Just once in a while you see an actor on screen and instantly know he or she has got the right stuff. It's hard to explain precisely, but at heart it has to do with confidence voice and demeanour are important, but it's the unflinching look in the eyes that tells you: I am in command. Those who saw the Robert Redford movie Lions for Lambs will have recognised just such a one in Andrew Garfield, who plays a Californian student being provoked from his apathy by his politics professor (played by Redford himself). The movie was the dampest of squibs, but Garfield was mesmerising; and stole every scene from under his director's nose.
The 24-year-old actor admits that Redford initially dismissed the idea of a Brit in the role, but the casting director Avy Kaufman shrewdly persuaded him to give Garfield a chance which he promptly took. "He really made me feel at home," he says of the director, "and he has this great relaxing pace with everything." The film tanked big-time ("you can't second-guess these things," he says) but the actor was off and running. He was even better in the recent Channel 4 drama Boy A as a child killer released from prison with a new identity and awkwardly searching for a foothold in the frightening world outside. Garfield's negotiation between the reformed man's shy decency and his daily terror of exposure was almost unbearably touching.

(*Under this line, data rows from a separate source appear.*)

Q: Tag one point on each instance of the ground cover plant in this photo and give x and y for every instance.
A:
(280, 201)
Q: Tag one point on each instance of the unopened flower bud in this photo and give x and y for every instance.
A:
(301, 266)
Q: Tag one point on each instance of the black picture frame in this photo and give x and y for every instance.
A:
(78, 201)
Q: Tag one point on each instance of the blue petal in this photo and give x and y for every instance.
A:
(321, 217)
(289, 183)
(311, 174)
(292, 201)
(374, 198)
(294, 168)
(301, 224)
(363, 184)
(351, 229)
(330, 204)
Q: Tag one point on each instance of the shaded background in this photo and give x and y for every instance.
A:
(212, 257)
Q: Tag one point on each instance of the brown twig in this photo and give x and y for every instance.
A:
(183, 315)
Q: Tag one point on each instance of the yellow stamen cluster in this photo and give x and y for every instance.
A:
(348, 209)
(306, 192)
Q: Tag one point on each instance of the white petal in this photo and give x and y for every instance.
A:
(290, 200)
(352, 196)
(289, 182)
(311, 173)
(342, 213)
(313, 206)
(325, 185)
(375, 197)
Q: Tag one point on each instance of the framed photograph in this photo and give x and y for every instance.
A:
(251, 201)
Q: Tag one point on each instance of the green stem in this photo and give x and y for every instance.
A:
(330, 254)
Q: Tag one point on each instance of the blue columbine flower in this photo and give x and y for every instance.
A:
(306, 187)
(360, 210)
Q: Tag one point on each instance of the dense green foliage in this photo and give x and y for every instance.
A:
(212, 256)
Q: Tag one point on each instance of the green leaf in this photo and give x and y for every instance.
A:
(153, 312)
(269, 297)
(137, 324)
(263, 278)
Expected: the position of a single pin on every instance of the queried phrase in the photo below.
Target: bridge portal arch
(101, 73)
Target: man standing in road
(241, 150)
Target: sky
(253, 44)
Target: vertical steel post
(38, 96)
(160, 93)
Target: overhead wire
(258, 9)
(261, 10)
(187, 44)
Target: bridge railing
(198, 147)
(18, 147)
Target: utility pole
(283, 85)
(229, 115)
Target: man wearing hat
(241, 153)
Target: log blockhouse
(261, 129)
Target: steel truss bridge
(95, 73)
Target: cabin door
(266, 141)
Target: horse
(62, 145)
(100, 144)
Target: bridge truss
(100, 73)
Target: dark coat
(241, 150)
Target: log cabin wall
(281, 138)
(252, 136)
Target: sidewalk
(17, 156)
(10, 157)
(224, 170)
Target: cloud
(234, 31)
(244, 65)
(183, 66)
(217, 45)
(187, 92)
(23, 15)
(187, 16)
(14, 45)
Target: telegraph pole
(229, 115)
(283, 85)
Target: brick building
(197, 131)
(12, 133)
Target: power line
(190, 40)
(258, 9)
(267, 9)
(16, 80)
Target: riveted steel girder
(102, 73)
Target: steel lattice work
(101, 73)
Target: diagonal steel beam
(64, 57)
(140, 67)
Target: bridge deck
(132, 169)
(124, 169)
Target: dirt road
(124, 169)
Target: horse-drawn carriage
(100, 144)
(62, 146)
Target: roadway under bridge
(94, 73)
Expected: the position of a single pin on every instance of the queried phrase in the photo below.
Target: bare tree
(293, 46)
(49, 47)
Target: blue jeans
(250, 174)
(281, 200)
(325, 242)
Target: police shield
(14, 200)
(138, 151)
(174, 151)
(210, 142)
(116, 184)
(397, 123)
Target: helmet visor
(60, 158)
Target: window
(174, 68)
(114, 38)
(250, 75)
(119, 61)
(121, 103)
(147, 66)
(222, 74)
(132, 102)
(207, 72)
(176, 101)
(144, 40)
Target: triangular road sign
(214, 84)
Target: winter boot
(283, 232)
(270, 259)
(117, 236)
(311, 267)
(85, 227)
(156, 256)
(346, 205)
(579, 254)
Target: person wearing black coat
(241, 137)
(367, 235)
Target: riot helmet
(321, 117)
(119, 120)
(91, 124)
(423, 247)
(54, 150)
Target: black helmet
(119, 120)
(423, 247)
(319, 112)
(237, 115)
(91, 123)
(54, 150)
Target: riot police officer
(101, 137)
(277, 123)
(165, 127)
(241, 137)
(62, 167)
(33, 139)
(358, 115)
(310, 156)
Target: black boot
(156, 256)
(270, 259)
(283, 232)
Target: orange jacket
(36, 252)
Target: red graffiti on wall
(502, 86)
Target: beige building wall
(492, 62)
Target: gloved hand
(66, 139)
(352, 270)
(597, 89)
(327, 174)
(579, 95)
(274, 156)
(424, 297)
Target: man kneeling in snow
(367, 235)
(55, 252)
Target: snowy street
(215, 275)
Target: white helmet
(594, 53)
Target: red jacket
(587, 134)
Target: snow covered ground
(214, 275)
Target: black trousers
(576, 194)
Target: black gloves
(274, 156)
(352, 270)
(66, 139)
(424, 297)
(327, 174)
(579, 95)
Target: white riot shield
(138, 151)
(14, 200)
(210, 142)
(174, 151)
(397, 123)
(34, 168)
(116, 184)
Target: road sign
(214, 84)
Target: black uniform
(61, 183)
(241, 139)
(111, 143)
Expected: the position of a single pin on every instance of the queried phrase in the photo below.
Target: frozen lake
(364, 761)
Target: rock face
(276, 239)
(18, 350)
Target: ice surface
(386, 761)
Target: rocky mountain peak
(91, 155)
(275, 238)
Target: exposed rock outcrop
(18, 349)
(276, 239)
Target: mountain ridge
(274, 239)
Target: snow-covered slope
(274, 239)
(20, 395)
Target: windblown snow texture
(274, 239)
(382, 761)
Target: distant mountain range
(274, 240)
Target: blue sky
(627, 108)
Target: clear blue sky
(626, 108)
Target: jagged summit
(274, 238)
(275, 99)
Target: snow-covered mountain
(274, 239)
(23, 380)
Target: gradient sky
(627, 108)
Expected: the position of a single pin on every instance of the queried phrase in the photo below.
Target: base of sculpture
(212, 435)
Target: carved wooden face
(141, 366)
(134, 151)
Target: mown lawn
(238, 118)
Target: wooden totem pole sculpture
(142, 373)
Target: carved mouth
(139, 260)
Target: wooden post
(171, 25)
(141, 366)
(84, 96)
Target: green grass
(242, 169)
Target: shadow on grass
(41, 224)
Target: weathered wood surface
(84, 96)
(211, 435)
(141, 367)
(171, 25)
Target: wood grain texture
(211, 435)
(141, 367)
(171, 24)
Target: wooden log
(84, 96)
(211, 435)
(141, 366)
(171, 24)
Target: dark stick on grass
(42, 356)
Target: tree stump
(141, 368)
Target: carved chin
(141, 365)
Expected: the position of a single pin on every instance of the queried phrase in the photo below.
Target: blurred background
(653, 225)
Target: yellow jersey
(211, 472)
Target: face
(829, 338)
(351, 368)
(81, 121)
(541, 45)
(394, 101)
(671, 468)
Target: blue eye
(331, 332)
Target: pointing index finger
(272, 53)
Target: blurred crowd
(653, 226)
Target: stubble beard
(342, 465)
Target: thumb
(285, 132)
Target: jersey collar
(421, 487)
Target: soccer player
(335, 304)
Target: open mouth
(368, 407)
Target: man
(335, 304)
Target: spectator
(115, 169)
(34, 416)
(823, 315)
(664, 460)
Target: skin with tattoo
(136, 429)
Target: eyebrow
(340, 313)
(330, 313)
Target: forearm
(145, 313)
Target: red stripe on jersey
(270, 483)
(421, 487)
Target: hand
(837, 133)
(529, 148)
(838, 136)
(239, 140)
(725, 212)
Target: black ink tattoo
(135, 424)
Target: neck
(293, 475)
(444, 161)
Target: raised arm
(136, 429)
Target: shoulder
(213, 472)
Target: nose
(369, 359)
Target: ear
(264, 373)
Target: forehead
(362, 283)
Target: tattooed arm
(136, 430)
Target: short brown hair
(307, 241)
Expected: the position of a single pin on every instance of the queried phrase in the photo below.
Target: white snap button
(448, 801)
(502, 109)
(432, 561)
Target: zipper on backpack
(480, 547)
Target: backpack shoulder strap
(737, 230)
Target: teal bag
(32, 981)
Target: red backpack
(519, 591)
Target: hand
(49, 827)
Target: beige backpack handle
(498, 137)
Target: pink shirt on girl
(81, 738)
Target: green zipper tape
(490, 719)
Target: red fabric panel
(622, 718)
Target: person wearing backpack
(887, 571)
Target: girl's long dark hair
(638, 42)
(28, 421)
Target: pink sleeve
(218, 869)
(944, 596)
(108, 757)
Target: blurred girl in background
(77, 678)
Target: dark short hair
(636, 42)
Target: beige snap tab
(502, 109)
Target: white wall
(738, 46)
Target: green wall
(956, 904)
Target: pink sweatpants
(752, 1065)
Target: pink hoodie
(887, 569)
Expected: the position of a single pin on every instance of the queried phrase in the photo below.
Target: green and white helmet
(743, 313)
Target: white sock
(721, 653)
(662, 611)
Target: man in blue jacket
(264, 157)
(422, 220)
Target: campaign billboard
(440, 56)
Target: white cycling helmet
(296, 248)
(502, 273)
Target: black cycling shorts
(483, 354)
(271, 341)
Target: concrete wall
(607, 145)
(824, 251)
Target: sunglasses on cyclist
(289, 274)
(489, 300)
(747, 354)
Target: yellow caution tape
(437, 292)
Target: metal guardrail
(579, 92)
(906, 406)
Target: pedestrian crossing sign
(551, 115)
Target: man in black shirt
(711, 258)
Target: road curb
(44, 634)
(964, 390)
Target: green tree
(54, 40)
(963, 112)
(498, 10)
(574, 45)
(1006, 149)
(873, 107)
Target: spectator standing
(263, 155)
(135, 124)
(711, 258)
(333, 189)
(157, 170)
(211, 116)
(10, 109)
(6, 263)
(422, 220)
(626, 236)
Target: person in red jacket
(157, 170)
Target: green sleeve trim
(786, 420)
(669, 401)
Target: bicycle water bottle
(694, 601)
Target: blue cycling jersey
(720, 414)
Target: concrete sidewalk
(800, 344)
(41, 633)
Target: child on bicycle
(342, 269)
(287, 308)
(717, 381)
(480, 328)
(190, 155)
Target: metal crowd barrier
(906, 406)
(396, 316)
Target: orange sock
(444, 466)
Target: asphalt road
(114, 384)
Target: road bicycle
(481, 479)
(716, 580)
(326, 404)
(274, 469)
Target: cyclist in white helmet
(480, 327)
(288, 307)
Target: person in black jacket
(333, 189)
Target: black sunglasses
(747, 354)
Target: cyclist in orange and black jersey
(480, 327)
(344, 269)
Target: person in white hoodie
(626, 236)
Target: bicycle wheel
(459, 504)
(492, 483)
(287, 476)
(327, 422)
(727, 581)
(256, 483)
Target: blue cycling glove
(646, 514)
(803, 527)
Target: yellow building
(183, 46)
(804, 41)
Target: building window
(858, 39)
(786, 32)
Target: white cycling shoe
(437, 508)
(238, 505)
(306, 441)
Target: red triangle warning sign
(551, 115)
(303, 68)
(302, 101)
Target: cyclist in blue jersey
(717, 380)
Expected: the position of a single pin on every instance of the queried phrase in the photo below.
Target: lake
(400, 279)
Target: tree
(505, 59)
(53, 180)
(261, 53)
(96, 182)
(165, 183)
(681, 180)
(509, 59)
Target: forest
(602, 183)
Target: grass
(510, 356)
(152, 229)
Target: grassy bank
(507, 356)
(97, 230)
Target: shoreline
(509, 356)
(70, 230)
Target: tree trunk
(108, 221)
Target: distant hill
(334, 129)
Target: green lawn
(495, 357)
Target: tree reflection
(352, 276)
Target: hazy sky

He's been shuttling between home in London and Los Angeles, a dual life he feels quite happy about; his mother is English, his father American, which perhaps helped that perfectly inflected accent in Lions for Lambs. Next up is a part in the new Terry Gilliam movie, The Imaginarium of Doctor Parnassus, which he regards as "suitably intimidating", though it will afford him a chance to meet one of his heroes, Tom Waits. Ah, one of my heroes, too, I tell him. "I'll let you know how it goes," says Garfield. Nice kid.